Pilots are expected to pass seven rudimentary tests prior to taking the testbed out for data gathering drives. Seen below, tests include maneuvering skills like low speed and high speed driving, as well as drive system intervention, which covers tight U-turns, sudden steering input, sudden acceleration and sudden braking. Drivers also need to take action in the case of a "conflicting turn signal and action," which refers to faulty lane change requests.
According to one document, when the vehicle is not being controlled by self-driving software, drivers can — literally — take wheel electronically via drive-by-wire technology.

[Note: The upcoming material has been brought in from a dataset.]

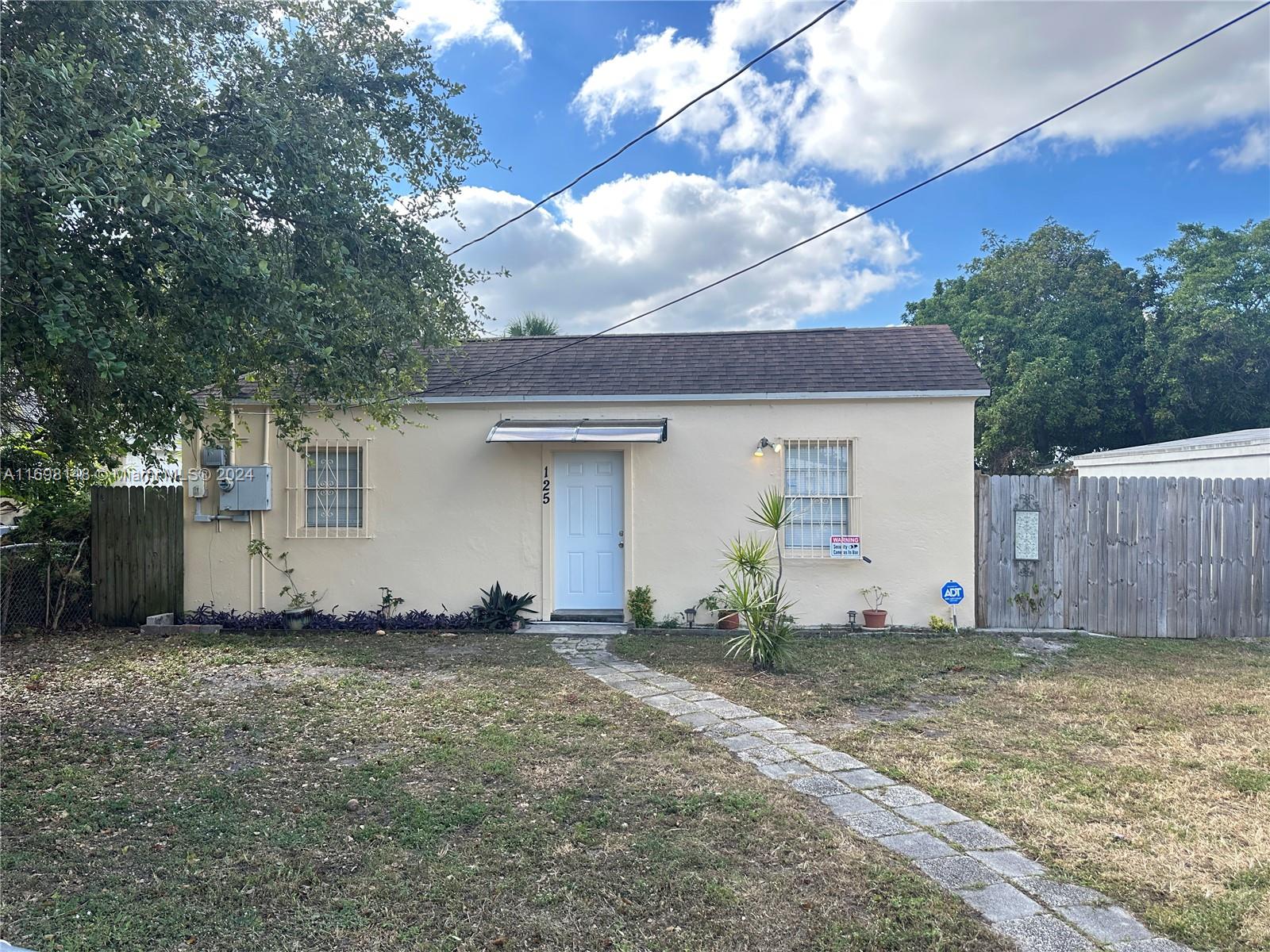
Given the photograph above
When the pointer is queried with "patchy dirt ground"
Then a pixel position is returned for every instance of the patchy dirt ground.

An accompanying photo of the cockpit shows a Logitech steering wheel and pedal system jerry-rigged to fit in front of what is presumably a Lexus RX450h's drive controls.
Apple last week was awarded a permit by the California DMV to conduct self-driving car tests on public roads. The granted permit covers three Lexus RX450h SUVs and six safety pilots who, according to today's report, are mostly Ph.Ds with specialization in machine learning. A few of the drivers named in the DMV document previously worked for automotive companies like Bosch and Tesla.
In a document detailing the correct method of performing a tight U-turn, Apple notes pilots can disengage the autonomous driving system by pressing the brake pedal or grabbing the steering wheel. Suitable drivers should also be able to accelerate without overriding the system.
Apple has long been rumored to be working on autonomous vehicle technology under its "Project Titan" initiative. The company reportedly abandoned efforts to create a branded car in late 2016 when former project leader Steve Zadesky left Apple and handed the reins over to senior VP of Hardware Engineering Dan Riccio.
Project Titan was later transferred to longtime executive Bob Mansfield, who subsequently culled hundreds of employees and refocused the program on self-driving software and supporting hardware.